In a significant development, Wyndham Hotels and Resorts reached a deal with the Federal Trade Commission in the high-profile litigation that began with allegations that the hotel chain breached its privacy promises to customers and expanded into a frontal challenge to the Commission's authority to regulate data security.
The dispute arose when the agency filed suit asserting that Wyndham violated Section 5 of the Federal Trade Commission Act by misrepresenting the strength of its data security protection, as demonstrated by three cyberattacks between 2008 and 2010 that led to over $10.6 million in fraudulent charges. Wyndham fired back with a direct challenge to the FTC's authority to make an unfair practices claim in the data security context.

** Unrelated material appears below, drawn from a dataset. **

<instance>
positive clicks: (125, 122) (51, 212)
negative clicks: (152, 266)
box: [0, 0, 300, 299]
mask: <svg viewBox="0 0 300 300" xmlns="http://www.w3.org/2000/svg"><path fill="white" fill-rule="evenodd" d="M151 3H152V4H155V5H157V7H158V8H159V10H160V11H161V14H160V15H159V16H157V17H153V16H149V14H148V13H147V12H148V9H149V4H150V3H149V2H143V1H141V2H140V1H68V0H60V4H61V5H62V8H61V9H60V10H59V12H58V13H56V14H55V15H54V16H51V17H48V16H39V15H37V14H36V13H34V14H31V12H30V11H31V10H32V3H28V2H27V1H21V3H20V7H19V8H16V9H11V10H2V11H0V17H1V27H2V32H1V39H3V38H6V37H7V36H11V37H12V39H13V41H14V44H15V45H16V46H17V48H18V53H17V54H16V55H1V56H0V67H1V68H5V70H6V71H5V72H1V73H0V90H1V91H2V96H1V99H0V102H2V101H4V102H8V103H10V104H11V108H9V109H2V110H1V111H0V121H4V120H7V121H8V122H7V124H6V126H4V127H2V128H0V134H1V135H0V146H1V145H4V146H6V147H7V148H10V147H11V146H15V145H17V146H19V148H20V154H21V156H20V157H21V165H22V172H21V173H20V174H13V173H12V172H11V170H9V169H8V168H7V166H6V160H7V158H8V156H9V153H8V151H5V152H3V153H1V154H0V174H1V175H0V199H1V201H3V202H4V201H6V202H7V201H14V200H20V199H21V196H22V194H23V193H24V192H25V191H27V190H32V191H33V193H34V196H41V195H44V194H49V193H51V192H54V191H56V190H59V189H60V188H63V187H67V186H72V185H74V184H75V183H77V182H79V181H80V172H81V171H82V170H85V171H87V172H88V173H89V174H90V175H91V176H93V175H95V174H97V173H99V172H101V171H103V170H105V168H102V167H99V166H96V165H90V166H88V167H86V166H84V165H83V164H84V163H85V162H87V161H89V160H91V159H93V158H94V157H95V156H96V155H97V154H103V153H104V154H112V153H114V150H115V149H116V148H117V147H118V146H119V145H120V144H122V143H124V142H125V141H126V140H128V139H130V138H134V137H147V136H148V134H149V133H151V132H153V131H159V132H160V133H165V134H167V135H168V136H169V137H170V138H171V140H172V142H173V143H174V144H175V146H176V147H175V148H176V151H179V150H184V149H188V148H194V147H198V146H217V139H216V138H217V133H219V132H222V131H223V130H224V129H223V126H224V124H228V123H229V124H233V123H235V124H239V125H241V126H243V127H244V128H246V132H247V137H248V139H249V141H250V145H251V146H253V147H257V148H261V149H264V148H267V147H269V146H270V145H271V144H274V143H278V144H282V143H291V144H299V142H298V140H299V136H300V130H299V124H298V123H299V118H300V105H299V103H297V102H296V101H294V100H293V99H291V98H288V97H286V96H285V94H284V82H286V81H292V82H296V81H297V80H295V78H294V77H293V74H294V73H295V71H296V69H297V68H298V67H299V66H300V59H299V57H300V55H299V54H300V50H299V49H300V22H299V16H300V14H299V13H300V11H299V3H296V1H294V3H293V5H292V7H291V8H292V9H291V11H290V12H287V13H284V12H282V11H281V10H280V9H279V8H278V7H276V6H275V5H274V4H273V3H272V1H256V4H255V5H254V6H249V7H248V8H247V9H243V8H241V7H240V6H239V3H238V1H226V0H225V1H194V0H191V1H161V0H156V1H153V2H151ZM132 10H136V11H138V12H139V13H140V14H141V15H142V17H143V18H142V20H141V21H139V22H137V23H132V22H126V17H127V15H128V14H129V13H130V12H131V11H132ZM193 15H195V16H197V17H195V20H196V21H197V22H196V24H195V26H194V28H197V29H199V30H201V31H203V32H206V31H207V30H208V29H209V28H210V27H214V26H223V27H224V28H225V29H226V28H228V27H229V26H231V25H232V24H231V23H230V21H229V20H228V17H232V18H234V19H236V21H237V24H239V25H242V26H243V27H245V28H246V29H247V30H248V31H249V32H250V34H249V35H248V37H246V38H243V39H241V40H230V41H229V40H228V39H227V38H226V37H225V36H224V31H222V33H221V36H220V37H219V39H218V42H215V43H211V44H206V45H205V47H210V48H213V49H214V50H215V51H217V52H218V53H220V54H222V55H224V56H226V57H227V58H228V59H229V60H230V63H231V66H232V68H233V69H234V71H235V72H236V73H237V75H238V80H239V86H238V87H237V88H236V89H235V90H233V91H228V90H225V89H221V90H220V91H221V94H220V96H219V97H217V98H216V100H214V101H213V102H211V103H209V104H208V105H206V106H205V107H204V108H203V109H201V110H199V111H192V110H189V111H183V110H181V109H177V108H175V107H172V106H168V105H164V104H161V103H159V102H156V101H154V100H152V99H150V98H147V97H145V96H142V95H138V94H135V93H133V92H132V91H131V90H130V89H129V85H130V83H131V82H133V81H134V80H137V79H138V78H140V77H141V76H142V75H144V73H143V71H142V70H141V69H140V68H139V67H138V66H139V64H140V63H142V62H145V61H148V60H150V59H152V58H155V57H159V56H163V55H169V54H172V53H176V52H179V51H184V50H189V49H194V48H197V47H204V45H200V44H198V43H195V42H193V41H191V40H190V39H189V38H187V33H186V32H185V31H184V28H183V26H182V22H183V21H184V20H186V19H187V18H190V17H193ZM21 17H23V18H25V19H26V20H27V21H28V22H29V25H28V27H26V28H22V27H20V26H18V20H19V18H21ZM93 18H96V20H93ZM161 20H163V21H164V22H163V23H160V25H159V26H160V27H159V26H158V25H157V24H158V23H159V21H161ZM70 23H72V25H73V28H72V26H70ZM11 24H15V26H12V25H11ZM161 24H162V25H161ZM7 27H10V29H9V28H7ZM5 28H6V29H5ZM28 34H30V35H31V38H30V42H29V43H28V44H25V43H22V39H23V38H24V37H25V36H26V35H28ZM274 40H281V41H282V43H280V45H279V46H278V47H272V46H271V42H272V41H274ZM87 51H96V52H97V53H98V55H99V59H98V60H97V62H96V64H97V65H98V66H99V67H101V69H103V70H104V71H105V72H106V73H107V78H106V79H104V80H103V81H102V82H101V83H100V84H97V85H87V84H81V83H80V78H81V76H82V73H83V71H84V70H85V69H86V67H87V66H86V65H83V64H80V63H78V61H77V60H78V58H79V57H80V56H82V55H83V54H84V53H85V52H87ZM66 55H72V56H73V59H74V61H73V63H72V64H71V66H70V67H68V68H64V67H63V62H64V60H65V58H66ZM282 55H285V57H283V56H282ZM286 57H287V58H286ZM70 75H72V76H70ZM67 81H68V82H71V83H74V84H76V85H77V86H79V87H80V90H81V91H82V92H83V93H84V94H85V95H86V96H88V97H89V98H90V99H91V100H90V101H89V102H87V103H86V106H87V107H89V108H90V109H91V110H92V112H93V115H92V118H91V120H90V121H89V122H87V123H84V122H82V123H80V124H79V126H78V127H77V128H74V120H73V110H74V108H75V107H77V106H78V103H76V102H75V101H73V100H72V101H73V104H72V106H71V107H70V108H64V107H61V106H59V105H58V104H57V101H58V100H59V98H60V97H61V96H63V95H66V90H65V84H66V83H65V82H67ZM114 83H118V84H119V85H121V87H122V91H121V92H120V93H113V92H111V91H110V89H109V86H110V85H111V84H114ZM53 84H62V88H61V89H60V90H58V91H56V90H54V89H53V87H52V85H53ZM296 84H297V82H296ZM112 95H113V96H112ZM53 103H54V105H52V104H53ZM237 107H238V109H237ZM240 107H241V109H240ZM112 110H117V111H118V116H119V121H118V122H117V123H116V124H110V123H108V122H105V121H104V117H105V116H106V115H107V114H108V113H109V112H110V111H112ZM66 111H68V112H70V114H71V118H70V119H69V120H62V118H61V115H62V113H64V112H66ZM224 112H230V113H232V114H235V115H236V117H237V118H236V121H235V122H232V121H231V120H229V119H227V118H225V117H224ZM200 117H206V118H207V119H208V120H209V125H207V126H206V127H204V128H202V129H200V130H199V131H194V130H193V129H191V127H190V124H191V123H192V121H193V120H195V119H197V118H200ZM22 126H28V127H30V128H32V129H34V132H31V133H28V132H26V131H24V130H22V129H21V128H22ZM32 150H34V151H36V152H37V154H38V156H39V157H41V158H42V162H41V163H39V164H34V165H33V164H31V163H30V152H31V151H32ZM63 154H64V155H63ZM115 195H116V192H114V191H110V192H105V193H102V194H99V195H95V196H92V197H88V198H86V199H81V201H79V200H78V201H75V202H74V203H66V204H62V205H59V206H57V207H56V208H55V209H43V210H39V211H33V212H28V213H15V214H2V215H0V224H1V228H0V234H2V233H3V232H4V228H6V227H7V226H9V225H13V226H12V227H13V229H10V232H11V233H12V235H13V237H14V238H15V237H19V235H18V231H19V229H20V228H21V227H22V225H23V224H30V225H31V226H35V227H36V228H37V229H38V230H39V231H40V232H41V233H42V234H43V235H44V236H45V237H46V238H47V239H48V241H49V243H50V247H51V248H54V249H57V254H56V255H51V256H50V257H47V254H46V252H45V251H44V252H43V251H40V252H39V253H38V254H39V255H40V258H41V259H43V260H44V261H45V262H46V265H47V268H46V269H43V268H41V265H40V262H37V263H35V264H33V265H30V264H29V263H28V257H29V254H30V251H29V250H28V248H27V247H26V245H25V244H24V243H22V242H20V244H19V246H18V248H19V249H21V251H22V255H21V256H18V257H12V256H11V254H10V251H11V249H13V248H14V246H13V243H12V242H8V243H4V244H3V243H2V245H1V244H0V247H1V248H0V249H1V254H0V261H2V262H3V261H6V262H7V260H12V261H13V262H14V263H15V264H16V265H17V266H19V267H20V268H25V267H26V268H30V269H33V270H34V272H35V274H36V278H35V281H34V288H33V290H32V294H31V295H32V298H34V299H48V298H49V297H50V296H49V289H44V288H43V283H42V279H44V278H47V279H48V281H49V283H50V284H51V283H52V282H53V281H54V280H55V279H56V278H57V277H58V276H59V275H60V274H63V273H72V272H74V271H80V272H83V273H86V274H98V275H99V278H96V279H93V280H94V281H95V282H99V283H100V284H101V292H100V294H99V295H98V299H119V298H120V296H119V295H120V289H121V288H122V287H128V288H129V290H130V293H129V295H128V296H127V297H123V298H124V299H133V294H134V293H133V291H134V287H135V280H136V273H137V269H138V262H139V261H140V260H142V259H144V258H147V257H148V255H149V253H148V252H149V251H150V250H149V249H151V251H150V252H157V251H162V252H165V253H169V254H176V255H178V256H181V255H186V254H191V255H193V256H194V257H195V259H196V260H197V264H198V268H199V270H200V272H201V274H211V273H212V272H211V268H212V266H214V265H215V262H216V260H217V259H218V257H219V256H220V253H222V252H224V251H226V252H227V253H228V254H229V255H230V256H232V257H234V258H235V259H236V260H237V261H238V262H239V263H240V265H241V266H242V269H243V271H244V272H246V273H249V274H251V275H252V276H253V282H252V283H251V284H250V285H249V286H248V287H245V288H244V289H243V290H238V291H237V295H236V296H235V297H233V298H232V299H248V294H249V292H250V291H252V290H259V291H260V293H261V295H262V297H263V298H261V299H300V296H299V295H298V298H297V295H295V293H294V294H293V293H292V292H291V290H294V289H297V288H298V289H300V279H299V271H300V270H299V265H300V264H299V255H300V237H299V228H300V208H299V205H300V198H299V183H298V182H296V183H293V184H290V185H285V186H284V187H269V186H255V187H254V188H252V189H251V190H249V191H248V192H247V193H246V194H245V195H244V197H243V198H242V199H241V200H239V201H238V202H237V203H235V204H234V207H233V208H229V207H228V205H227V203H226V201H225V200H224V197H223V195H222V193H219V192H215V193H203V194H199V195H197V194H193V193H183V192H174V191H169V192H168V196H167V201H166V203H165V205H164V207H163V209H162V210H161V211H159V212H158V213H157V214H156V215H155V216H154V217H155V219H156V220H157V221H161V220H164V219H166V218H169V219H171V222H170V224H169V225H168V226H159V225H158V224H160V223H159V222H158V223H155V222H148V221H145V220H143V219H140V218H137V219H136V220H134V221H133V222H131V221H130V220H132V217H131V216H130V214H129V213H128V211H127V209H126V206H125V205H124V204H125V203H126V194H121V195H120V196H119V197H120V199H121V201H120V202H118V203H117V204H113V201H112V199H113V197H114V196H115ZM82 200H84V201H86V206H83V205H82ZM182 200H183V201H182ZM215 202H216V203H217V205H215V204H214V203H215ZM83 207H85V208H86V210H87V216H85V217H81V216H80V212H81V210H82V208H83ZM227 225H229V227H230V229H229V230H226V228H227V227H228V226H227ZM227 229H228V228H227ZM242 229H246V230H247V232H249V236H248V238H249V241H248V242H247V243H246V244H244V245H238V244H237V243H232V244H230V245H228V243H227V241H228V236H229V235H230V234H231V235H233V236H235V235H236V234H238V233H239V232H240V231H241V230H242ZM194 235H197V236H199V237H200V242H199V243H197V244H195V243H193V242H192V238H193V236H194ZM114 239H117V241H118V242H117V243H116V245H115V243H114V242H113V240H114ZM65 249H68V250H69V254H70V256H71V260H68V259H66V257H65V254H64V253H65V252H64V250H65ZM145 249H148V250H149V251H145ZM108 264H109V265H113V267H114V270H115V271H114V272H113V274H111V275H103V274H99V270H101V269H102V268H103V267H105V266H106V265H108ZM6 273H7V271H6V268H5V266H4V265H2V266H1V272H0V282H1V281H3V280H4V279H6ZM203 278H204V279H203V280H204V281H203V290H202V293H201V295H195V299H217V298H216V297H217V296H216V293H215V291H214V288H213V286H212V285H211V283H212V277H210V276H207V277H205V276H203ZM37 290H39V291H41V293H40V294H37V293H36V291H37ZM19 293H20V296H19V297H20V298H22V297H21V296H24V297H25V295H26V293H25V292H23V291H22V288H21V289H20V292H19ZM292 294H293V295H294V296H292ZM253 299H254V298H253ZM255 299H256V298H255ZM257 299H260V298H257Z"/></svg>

A federal court judge sided with the agency by declining to "carve out a data security exception" to the FTC's authority. Wyndham appealed, arguing that the Commission lacked authority to regulate cybersecurity under the unfairness prong of the FTC Act and that the company did not have fair notice that its specific cybersecurity practices could fall short of that provision.
In September, the Third Circuit Court of Appeals affirmed the district court. To end the closely watched legal battle, the parties announced a settlement agreement in December.
Pursuant to the deal, Wyndham will establish a comprehensive information security program to protect cardholder data, such as payment card numbers, names, and expiration dates.
The program's annual information security audits (conducted by a qualified, independent auditor) of its information security program must include a certification that it conforms to the Payment Card Industry Data Security Standard, that it contains a formal risk assessment process to analyze possible data security risks, and that it ensures the "untrusted" status of franchisee networks (a preventative measure to avoid a data breach using the same method from prior breaches). If the audit demonstrates compliance, then the security program will be deemed satisfactory.
Obligations under the settlement will be in place for 20 years. In the event Wyndham suffers another data breach affecting more than 10,000 payment card numbers, the company agreed to obtain an assessment of the breach and provide it to the FTC within 10 days.
To read the stipulated order in FTC v. Wyndham Worldwide Corporation, click here.
Why it matters: "This settlement marks the end of a significant case in the FTC's efforts to protect consumers from the harm caused by unreasonable data security," FTC Chairwoman Edith Ramirez said in a statement. "Not only will it provide important protection to consumers, but the court rulings in the case have affirmed the vital role the FTC plays in this important area." In a statement of its own, Wyndham said it was pleased with the settlement, particularly as the hotel chain was not held liable for any violations or required to pay any monetary relief. The groundbreaking case provides many lessons for companies: that the FTC has authority to bring enforcement actions relating to data breaches, that data security practices can be deceptive or unfair trade practices, and that the terms of the settlement agreement imply that compliance with PCI standards will satisfy the agency in the event of a data breach.